The section with the most trouble is :

while(*p==' ' && *p)
	*p--='\0';

Let's stop and think about this of a second. (Something the programmer obviously didn't do). It says loop while the character pointed to is equal to a space, and while not equal to a zero. Now, if it's a blank, it's guaranteed to not be a zero now, isn't it? So the second comparison is completely superfluous, and that will function the same as if written:

while(*p==' ')
	*p--='\0';

But, that's not good enough. The programmer knew what he wanted to do, he just went about it all wrong. In the loop, we are starting at the end of the string and work back towards the beginning, erasing spaces as we go. But what if the string is entirely spaces? We have to have some way to stop at the beginning of the string. The original function thought it would look for the zero which ended the string immediately before this string in memory.

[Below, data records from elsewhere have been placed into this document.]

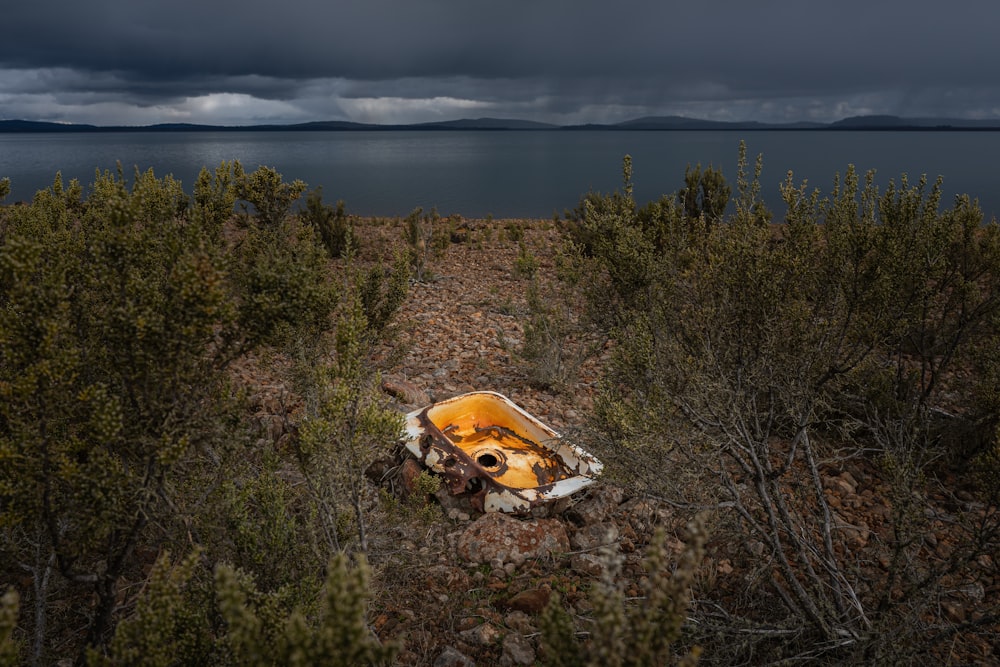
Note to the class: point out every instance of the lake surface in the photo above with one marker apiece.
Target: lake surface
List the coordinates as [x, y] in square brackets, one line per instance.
[508, 173]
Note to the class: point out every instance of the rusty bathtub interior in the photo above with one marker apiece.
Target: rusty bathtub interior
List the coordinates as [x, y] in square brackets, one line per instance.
[491, 450]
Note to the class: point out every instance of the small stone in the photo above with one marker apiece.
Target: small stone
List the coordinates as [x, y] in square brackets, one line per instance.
[530, 601]
[517, 651]
[600, 503]
[452, 657]
[485, 634]
[594, 535]
[519, 621]
[587, 564]
[500, 537]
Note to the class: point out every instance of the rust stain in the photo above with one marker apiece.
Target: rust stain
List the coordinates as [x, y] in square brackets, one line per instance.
[491, 450]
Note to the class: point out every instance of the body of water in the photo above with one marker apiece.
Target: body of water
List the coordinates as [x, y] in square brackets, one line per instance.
[508, 173]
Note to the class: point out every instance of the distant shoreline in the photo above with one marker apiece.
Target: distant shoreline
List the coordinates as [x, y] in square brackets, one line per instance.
[660, 124]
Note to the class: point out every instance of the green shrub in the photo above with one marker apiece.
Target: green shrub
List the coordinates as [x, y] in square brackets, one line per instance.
[331, 223]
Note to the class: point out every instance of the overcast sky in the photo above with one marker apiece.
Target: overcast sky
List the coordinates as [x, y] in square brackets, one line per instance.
[138, 62]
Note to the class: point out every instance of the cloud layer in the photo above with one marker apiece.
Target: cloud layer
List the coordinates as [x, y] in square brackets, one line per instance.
[563, 61]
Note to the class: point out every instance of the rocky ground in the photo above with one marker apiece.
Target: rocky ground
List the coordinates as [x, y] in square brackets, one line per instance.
[458, 588]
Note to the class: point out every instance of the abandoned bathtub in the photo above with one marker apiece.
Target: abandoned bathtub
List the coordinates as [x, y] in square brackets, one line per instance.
[492, 451]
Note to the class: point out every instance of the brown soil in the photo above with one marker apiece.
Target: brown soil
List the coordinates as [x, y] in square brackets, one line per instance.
[463, 328]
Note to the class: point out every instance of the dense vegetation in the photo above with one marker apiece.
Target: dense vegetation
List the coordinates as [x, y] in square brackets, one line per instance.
[754, 360]
[121, 318]
[144, 518]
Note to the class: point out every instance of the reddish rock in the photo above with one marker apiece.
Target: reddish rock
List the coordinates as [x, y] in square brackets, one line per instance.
[497, 536]
[594, 535]
[601, 502]
[446, 579]
[408, 473]
[531, 601]
[405, 392]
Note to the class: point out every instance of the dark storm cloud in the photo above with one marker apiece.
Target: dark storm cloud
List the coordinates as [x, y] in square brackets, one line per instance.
[551, 59]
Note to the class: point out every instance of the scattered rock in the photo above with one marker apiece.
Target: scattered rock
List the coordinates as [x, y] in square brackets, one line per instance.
[518, 621]
[517, 651]
[594, 535]
[497, 536]
[405, 392]
[588, 564]
[452, 657]
[530, 601]
[446, 579]
[485, 634]
[601, 502]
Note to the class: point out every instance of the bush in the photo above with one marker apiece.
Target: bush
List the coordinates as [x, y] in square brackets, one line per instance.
[752, 350]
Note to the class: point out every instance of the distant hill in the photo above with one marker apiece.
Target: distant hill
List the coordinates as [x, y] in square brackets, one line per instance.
[664, 123]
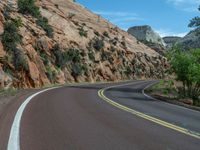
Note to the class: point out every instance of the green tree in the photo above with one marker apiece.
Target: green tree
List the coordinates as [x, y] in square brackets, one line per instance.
[186, 66]
[195, 22]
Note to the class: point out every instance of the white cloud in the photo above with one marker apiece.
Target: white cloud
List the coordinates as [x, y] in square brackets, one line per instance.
[166, 32]
[185, 5]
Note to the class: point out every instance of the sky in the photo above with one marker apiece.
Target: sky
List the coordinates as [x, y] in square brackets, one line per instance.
[167, 17]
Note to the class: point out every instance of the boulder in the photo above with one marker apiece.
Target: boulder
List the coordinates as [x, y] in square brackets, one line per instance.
[171, 40]
[191, 40]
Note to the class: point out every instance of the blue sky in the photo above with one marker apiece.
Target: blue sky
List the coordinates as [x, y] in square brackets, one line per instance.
[167, 17]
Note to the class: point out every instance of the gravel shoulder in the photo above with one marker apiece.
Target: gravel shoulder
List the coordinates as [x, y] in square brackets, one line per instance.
[158, 92]
[10, 101]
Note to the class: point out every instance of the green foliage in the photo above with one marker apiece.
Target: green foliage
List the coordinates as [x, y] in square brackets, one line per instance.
[195, 22]
[28, 7]
[186, 66]
[43, 23]
[19, 60]
[51, 74]
[10, 37]
[91, 55]
[82, 32]
[18, 22]
[128, 71]
[77, 69]
[60, 62]
[71, 57]
[6, 12]
[106, 34]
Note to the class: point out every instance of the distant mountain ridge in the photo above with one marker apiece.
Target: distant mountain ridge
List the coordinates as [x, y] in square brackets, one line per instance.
[148, 36]
[69, 43]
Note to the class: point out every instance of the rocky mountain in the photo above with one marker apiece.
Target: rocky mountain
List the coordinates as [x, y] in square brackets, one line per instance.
[171, 40]
[64, 42]
[191, 40]
[148, 36]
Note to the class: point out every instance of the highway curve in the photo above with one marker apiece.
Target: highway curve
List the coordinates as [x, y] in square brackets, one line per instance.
[78, 118]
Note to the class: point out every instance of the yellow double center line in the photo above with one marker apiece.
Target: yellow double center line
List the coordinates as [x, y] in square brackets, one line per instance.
[147, 117]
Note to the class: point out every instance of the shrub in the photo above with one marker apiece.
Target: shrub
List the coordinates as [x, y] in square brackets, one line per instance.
[43, 23]
[73, 55]
[106, 34]
[19, 60]
[10, 37]
[128, 71]
[51, 74]
[28, 7]
[82, 32]
[60, 62]
[18, 22]
[91, 55]
[187, 69]
[98, 44]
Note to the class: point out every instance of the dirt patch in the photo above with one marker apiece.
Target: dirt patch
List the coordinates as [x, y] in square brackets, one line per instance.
[167, 91]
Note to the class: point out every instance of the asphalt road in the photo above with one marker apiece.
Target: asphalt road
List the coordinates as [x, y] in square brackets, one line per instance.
[76, 118]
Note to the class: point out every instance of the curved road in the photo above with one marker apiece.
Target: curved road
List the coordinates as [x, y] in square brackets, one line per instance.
[76, 118]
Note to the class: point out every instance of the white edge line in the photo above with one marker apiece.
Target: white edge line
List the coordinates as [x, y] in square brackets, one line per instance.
[14, 138]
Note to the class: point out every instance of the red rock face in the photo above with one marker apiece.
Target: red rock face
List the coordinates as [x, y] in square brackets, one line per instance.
[120, 57]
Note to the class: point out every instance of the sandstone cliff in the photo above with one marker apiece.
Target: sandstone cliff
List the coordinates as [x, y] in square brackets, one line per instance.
[191, 40]
[171, 40]
[82, 46]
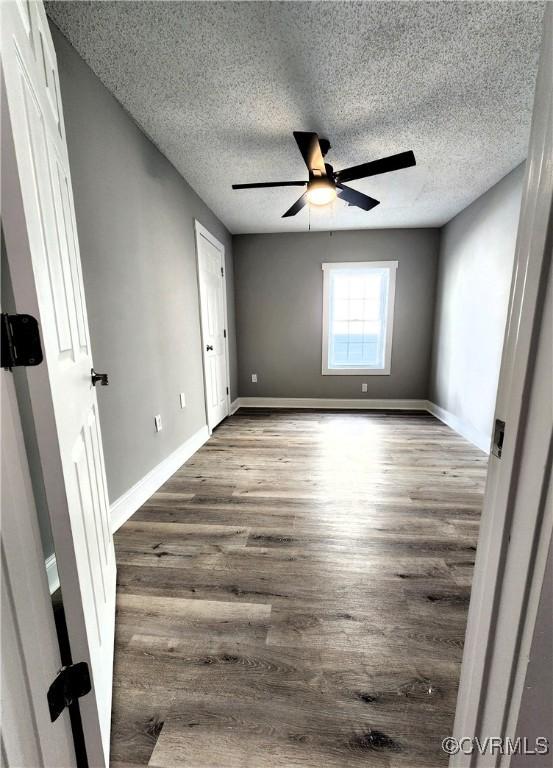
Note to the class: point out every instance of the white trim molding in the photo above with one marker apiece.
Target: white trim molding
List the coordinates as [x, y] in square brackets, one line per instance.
[330, 403]
[127, 504]
[52, 573]
[466, 430]
[384, 368]
[199, 232]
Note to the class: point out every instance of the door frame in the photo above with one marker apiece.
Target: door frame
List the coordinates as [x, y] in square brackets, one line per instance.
[23, 205]
[516, 523]
[201, 231]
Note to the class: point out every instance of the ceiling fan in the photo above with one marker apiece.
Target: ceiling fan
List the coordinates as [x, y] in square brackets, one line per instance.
[324, 183]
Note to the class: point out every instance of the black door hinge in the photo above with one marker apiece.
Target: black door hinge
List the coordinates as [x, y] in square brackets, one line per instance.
[498, 437]
[71, 684]
[20, 341]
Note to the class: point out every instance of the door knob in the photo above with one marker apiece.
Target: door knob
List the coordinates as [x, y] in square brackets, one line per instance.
[101, 377]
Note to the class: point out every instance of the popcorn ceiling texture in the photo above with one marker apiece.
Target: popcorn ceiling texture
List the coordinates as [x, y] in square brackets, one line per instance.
[220, 86]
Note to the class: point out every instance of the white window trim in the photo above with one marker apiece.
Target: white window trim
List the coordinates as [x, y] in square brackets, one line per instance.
[329, 267]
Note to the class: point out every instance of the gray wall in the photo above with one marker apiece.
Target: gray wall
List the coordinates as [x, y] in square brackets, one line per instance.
[135, 220]
[279, 289]
[476, 262]
[26, 415]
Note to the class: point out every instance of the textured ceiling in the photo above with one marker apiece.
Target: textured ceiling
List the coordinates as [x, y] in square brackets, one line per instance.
[219, 87]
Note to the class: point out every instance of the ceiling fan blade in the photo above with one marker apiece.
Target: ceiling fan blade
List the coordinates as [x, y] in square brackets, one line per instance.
[270, 184]
[298, 205]
[308, 144]
[353, 197]
[384, 165]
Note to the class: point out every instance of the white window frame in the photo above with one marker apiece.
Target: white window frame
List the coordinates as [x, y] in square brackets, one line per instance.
[327, 268]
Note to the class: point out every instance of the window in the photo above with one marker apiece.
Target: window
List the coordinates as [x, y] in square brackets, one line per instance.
[358, 315]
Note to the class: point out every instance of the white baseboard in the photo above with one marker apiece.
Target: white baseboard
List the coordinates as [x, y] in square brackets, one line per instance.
[127, 504]
[52, 573]
[470, 433]
[332, 403]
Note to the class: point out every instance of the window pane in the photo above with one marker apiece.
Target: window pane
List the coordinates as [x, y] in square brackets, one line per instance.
[357, 317]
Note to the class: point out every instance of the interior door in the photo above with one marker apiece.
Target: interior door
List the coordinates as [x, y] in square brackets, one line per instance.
[43, 253]
[213, 320]
[30, 658]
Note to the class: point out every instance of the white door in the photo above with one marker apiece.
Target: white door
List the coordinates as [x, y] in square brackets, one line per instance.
[211, 271]
[43, 253]
[517, 517]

So, What's wrong with that? This is bad for a number of reasons. First of all, there is no guarantee that the string before it in memory is null terminated. Consider this scenario: A fixed field length record is read into memory. One field is copied into a temporary buffer, and processed using this function. Based on the results of that, the record is modified and written out again. Sounds like a very basic and straightforward procedure. Then why is the file being corrupted? The temporary buffer will probably be in memory immediately after the file record. If the value in the temporary buffer is all blanks, the function will continue going backwards in memory, into the record buffer, and continue erasing spaces in the blank-padded file record.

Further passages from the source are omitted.